Dye Plants
Dye Plants
plants whose organs (roots, stems, leaves, flowers, fruits, seeds) and tissues (wood, bark) produce and store dyes that are contained in the plastids or are dissolved in the cellular fluid.
Dyes are found in several thousand species of plants. How-ever, only those dye plants with a high concentration of colorfast dyes are used commercially. The dyes are extracted from most plants by hot water, acids, or basic solvents; they are obtained from some plants by pressing out the juice. The same dye may produce different colors on different materials; the color is also determined by the type of mordant used. Before the appearance of synthetic dyes, which are easier and less expensive to produce, plant dyes were used predominantly to color fabrics. For some purposes, plant dyes cannot be replaced even today—for example, in the carpet, food, and cosmetics industries.

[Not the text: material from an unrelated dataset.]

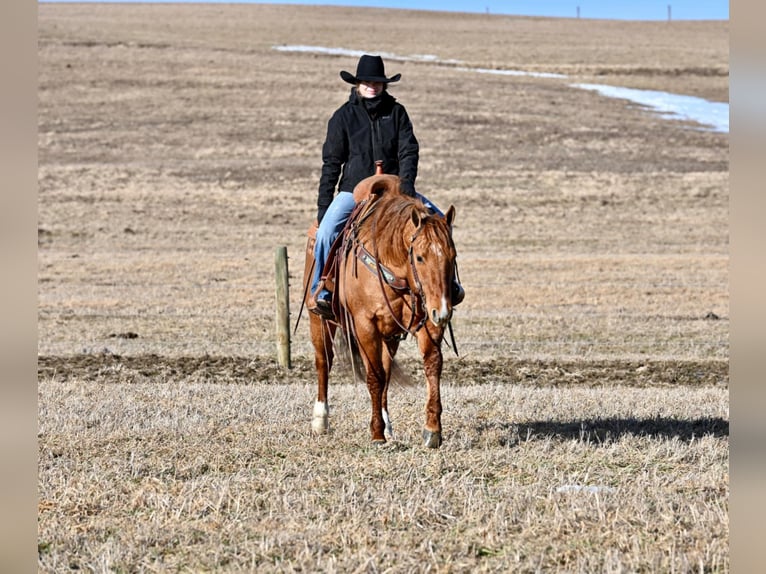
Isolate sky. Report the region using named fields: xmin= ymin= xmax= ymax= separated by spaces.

The best-known dye plants of the tropics and subtropics include a number of species of Indigofera (which yield indigo and indirubin), logwood (hematoxyline), several species of oak in North America (quercitron), and turmeric (the yellow dye curcumine). Common dye plants in the USSR include a number of species of juniper having cones, or berries, with substances that yield a yellow, brown, greenish gray (khaki), or violet color. Other common dye plants include onion (an infusion of the skin gives a brown color), saffron (the stigmata contain an orange dye used for food products), larkspur (a bright yellow dye is obtained from the petals), woad (the sap of the fresh leaves contains indigo), woadwaxen (the flowers and leaves contain a yellow dye used in the carpet industry), milkweed (the extract from the stems and inflorescences is a khaki-colored dye), madder (the roots contain a red dye—alizarin—used in carpet-making), marigold (the flowers have a yellow dye used for coloring fats, such as margarine), safflower (the red dye carthamine is found in the flowers), henna (the roots contain the orange dye henna), and a number of species of lichen (litmus).
REFERENCES
Mayer, F. Estestvennye organicheskie krasiashchie veshchestva. Moscow, 1940. (Translated from German.)Pavlov, N. V. Dikie poleznye i tekhnicheskie rasteniia SSSR. Moscow, 1942.
Fedorov, A. A., and B. la. Rozen. KrasiPnye rasteniia SSSR. In Rastitel’noe syr’e SSSR, vol. 1. Moscow-Leningrad, 1950.